HQNET: Harnessing Quantum Noise for Effective Training of Quantum Neural Networks in NISQ Era

This paper delves into the intricate dynamics of quantum noise and its influence on the onset and mitigation of barren plateaus (BPs) - a phenomenon that critically impedes the scalability of QNNs. We find that BPs appear earlier in noisy quantum environments compared to ideal, noise-free conditions.However, strategic selection of qubit measurement observables can effectively tackle this issue. To this end, we examine a variety of observables, such as PauliZ,PauliX, PauliY, and a specially designed arbitrary Hermitian observable, tailored to the requirements of the cost function and the desired outputs of quantum circuits. Our analysis encompasses both global and local cost function definitions, with the former involving measurements across all qubits and the latter focusing on single-qubit measurements within the QNN framework.
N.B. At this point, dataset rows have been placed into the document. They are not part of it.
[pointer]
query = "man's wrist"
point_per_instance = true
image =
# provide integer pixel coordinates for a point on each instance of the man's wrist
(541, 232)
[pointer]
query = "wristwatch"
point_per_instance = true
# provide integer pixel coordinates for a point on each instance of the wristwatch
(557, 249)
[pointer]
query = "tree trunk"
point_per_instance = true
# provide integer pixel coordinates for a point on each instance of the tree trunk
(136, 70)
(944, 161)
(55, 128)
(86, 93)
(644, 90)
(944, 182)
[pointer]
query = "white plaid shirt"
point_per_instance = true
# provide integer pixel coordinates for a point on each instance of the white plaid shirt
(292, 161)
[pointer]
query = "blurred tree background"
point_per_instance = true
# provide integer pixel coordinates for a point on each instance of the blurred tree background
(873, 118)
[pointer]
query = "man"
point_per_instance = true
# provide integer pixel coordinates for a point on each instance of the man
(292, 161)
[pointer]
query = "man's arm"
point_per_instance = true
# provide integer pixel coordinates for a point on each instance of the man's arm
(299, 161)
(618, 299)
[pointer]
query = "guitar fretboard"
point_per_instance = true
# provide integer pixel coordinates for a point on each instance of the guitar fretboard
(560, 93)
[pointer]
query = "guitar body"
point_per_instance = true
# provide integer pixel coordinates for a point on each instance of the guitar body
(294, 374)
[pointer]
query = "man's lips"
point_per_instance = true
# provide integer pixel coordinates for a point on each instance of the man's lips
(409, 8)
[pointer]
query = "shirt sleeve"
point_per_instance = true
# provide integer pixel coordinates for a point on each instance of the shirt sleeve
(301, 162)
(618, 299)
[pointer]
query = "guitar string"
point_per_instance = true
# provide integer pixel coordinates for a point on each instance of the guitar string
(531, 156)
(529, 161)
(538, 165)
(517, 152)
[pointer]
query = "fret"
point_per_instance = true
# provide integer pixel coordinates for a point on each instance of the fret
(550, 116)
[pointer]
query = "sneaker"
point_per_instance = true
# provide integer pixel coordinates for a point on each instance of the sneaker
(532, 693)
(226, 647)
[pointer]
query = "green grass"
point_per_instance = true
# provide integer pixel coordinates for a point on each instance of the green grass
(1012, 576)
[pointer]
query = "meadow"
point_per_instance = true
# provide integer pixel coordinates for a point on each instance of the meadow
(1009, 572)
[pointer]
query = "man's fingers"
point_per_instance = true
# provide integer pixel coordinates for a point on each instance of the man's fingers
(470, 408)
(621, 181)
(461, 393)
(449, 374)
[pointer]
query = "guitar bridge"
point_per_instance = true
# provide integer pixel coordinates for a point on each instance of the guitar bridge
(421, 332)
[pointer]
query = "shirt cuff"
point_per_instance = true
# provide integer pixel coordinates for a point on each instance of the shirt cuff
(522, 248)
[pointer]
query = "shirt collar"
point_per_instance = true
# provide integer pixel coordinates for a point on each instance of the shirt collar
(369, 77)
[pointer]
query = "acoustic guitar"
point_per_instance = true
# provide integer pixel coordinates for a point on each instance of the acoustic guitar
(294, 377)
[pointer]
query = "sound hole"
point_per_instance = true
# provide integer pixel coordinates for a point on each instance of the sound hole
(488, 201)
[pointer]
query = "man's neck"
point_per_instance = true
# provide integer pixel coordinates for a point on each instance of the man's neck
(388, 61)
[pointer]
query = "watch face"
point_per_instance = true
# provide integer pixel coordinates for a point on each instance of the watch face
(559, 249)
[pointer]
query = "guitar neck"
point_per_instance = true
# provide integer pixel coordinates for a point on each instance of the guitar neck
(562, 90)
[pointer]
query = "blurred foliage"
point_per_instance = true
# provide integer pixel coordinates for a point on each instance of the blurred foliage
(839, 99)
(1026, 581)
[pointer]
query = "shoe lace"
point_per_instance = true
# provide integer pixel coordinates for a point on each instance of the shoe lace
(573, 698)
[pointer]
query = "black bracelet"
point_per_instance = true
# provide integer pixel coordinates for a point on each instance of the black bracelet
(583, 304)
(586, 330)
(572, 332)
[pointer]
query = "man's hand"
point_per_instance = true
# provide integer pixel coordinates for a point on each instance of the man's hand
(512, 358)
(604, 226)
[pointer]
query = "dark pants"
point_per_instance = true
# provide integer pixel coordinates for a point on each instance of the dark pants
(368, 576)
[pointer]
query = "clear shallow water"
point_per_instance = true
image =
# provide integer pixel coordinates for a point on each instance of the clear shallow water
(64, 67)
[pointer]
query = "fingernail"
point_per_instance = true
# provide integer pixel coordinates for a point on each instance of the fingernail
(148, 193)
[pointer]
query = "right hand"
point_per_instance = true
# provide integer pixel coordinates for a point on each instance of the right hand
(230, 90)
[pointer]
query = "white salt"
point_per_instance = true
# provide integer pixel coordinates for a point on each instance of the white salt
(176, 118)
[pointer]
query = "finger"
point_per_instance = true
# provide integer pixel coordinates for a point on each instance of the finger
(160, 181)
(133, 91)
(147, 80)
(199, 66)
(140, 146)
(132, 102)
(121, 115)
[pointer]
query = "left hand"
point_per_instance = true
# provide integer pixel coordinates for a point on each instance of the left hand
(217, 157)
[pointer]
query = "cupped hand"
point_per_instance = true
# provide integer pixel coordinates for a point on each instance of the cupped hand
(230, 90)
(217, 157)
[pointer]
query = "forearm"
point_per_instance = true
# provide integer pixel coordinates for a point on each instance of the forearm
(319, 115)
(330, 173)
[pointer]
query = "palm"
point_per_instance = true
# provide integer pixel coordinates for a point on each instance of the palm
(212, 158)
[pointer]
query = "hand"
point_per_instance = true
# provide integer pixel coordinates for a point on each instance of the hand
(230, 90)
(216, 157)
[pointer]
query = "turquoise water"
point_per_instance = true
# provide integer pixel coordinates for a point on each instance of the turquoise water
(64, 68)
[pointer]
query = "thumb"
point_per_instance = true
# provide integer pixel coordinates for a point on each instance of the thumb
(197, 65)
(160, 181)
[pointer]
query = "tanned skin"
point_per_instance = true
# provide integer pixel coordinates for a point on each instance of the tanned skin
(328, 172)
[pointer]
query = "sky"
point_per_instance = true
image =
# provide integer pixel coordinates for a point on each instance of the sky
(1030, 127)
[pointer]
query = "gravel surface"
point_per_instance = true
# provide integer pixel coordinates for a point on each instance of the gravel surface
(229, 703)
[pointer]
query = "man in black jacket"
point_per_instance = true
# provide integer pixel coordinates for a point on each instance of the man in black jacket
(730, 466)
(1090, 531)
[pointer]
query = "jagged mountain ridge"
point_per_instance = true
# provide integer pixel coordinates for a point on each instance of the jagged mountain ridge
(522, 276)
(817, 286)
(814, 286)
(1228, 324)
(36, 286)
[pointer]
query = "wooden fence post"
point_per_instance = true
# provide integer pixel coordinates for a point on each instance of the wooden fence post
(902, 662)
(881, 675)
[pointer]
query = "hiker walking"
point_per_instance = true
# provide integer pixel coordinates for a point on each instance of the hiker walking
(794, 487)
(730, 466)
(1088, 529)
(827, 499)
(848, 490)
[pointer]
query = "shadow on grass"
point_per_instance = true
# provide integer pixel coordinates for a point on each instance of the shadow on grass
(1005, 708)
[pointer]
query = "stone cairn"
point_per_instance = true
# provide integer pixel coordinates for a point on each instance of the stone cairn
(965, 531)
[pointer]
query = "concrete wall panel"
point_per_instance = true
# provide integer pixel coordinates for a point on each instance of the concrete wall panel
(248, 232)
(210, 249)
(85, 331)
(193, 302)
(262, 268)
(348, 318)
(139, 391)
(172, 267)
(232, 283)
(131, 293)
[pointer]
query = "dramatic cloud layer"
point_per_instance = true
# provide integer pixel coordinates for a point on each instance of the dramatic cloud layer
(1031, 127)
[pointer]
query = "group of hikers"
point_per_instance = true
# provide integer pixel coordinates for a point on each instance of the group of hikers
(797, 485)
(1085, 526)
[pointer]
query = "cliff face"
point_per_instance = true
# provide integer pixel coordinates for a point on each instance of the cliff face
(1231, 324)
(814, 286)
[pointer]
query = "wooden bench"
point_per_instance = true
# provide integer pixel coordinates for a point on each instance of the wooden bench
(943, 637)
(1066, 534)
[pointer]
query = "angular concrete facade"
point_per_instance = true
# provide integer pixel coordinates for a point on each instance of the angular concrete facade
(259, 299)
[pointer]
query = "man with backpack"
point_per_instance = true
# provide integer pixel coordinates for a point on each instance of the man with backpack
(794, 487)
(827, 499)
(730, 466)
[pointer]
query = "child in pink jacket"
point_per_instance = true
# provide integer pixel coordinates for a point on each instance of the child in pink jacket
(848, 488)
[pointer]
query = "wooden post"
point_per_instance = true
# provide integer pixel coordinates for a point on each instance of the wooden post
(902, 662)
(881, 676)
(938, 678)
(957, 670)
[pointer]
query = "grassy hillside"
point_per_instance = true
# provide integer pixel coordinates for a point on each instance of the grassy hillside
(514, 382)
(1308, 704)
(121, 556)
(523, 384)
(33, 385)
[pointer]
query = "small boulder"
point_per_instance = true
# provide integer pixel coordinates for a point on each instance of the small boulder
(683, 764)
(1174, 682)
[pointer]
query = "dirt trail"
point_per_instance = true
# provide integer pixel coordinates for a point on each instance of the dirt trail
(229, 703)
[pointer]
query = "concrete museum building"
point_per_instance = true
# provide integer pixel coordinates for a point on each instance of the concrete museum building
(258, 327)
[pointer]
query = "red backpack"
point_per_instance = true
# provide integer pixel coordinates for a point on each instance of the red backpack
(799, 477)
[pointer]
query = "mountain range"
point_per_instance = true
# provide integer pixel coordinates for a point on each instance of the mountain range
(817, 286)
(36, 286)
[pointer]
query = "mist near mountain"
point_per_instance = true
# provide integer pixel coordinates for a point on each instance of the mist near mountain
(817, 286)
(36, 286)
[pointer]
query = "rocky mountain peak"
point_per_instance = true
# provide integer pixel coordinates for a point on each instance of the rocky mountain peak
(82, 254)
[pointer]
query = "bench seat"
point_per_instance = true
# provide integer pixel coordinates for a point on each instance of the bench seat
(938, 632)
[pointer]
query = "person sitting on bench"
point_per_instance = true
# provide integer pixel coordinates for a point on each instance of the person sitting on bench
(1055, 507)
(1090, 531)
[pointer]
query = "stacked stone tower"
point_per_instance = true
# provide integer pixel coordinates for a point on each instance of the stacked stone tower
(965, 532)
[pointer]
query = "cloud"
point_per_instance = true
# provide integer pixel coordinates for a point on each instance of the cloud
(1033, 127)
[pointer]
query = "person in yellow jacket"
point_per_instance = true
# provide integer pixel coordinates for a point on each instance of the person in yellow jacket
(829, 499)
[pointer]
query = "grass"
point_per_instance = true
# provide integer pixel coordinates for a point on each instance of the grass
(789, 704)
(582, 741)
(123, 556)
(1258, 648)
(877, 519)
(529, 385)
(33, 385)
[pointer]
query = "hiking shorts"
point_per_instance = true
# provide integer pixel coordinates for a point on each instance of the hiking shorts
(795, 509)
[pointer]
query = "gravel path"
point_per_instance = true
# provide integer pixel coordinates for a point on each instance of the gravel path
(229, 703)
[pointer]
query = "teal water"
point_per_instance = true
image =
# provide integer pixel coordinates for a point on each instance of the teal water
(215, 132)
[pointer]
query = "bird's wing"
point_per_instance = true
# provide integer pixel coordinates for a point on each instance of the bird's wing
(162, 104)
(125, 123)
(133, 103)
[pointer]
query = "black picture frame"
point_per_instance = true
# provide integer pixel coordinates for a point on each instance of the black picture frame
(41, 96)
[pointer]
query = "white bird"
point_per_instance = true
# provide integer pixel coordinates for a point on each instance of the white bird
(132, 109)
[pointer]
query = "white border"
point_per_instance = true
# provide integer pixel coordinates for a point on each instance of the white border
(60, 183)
Our findings indicate that in a global cost function scenario, PauliX and PauliY observables lead to flatter optimization landscapes, signaling BPs with increasing qubits, especially in noisy conditions. Conversely, the PauliZ observable maintains trainability up to 8 qubits but encounters BPs at 10 qubits. Notably, the arbitrary Hermitian observable, when used with a global cost function, shows a unique advantage as it benefits from noise, facilitating effective training up to 10 qubits. Furthermore, with a local cost function, out of the three conventional observables (PauliX, PauliY and PauliZ), PauliZ is more effective, sustaining training efficiency under noisy conditions for up to 10 qubits, while PauliX and PauliY do not show similar benefits and remain susceptible to BPs. Our results highlight the importance of noise consideration in QNN training and propose a strategic approach to observable selection to improve QNN performance in noisy quantum computing environments thus contributing to the advancement of quantum machine learning research.